Очень домашни, милы и кентаврицы, а также кентавры и кентаврята. Кентаврицы столь же кокетливы как и сиренки. На всех четырёх копытцах у них высоконькие, остренькие, самые модные каблучки.

Отношения Нади и кентавриц, Нади и сиренок, на мой взгляд, таковы, какими должны быть отношения художника к своим созданиям: они совершенно естественны, человечны, задушевны. Через эти отношения очень глубоко и достоверно раскрывается сам художник, его добрый взгляд на окружающий его мир.

И ещё одно скрыто в этих Надиных образах: это добрая улыбка, обращённая в мир, и весёлый глазок художницы, её мягкий юмор — мягкий и одновременно смелый и тонкий.

В этом весёлом, задорном, озорном отношении к материалу есть что-то открыто-детское, в то же время мужественно-взрослое, бесстрашное. Художник не преклоняется, не раболепствует перед мифом, перед сказкой, не жречествует, а просто принимает этот мир как художническую достоверность и совершенно свободен и непринуждён в отношениях с ним. Этот высокий душевный настрой мужественного, ясноглазого и прямодушного художника был в полной мере свойствен Наде — да иначе и быть не может: ведь она крупный художник и строй её души — это строй души крупного художника.
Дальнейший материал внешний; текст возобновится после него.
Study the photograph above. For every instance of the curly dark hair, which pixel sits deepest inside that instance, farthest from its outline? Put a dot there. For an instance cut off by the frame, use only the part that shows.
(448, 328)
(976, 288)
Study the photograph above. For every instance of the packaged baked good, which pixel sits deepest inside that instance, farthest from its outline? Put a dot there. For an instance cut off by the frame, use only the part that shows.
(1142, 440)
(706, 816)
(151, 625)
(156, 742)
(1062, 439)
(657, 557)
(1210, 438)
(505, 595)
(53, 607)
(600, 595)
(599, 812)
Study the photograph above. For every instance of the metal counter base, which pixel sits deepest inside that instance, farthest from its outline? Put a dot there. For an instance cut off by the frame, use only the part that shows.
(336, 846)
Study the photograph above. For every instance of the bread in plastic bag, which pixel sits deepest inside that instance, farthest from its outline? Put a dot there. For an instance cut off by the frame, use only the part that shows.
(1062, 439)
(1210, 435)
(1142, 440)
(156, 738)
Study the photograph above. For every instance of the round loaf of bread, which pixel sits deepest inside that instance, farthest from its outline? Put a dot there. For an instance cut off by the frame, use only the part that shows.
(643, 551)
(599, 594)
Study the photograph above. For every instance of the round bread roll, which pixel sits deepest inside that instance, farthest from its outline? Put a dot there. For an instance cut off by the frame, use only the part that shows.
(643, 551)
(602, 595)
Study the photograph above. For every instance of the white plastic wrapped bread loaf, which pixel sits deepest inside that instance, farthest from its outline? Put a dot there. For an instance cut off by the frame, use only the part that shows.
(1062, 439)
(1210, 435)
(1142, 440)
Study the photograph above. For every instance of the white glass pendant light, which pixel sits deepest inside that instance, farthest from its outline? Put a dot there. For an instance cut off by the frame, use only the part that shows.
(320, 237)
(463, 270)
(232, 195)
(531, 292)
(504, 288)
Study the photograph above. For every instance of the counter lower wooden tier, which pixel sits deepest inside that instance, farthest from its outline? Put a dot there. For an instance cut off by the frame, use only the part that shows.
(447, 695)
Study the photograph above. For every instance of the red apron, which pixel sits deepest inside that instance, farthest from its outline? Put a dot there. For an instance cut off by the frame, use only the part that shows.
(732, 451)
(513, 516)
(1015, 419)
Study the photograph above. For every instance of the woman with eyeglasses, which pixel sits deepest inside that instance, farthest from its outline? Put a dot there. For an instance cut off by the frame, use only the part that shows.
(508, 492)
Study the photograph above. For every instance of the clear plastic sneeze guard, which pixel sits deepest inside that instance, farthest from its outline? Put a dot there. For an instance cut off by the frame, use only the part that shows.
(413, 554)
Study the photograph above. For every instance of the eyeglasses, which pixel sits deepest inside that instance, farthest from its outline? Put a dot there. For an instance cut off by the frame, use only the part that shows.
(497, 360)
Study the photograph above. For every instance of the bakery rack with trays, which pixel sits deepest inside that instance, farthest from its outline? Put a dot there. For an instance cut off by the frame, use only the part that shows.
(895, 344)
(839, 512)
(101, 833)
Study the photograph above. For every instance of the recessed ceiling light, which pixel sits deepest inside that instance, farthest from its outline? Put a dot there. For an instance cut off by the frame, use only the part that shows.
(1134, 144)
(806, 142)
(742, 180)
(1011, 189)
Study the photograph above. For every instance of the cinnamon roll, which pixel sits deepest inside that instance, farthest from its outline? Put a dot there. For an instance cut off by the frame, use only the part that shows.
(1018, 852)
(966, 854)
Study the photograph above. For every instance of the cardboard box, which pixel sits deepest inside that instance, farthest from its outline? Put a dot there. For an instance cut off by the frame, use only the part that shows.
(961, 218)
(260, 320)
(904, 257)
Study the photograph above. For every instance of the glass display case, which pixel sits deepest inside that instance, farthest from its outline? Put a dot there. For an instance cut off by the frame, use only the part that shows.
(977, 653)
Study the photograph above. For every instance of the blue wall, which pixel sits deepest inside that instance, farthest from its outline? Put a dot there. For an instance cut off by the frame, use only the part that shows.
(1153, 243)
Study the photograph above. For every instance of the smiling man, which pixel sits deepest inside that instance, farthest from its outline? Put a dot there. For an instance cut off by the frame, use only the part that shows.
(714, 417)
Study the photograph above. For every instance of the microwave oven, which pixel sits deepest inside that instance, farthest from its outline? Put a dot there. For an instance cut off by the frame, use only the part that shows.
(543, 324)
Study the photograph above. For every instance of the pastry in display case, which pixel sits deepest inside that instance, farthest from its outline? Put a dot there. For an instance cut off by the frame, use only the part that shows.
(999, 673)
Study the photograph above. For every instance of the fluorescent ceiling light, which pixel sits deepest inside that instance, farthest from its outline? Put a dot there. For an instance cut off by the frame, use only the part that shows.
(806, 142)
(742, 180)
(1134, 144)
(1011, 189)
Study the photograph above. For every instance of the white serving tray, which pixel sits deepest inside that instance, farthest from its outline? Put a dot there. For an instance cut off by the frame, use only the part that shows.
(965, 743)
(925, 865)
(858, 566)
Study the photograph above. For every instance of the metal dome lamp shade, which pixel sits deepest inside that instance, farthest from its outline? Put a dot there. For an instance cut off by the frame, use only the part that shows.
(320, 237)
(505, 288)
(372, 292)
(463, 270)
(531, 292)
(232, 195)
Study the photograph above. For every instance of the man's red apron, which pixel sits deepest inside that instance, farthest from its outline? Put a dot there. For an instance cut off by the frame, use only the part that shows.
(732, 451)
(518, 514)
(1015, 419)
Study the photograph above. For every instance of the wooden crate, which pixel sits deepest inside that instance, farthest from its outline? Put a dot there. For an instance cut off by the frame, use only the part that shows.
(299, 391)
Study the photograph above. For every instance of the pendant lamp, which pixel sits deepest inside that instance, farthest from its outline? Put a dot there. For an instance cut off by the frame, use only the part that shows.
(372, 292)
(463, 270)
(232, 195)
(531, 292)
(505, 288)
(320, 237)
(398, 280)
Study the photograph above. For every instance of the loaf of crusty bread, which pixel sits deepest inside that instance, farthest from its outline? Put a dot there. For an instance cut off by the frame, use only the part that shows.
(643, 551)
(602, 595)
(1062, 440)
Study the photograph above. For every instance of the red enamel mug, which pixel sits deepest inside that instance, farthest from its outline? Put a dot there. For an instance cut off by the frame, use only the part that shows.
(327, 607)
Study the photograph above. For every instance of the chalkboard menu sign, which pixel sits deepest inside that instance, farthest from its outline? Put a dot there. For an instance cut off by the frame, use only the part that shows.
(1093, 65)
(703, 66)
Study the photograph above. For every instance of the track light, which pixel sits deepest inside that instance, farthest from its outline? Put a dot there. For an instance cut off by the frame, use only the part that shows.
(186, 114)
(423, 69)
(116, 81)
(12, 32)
Я слушал голос Нади, записанный на магнитофонную ленту одним из Надиных товарищей — студентом ГИКа. Перед записью Надя спросила:

— А что говорить?

— Говори, что хочешь.

— Ладно. Я расскажу, как получила двойку.

И рассказала. Рассказ милый, простодушный, открытый — всё напрямик, всё без утайки. В нем — вся Надя, весь её характер, весь душевный строй.

Я смотрел три коротеньких фильма о Наде. В них Надя тоже такая, как есть: без ретуши и прикрас... Бродит по Ленинграду... у Зимней канавки, на набережной Невы, в Летнем саду славная, милая девушка, иной раз даже девочка. Смотрит на чудесный город, который так любила, в котором часто бывала.

В последнем фильме о Наде, очень коротеньком и кончающемся её прощальной улыбкой и горестным титром: «Фильм не удалось закончить, так как Надя Рушева умерла в марте шестьдесят девятого года...», запечатлён один жест Надин...

Медлительно проходя по комнатам пушкинской квартиры и вглядываясь в окружающие её реликвии, Надя летучим, каким-то удивительно интимным жестом подносит руку к лицу, к щеке. Этот нечаянный жест пленителен и очень скупо, как бы потайно, даёт знать зрителю — с каким внутренним волнением, с какой трепетной, затаённой душевной тревогой и радостью Надя глядела в Пушкина, в его жизнь, в его стихи...

Я спросил у Надиного отца: знала ли Наденька о своём аневризме, о том, что болезнь её смертельна?

Николай Константинович ответил коротко:

— Нет. Никто не знал... Утром, дома, собираясь в школу, потеряла сознание...

Не могу сказать — к лучшему ли то, что Наденька не подозревала о ежеминутно подстерегавшей её смерти. Может быть, если бы знала, это лишило бы её рисунки той прекрасной и поистине великой гармоничности, какая в них живёт, наложила бы на них печать трагического... Не знаю, не знаю...

Но знаю одно — проглядывая многажды Надины рисунки, я ещё раз и окончательно убедился, что добрые волшебники существуют на свете, живут среди нас. Они живут и формируют наши души, наши личности и, даже умерев, продолжают в нас свою добрую работу.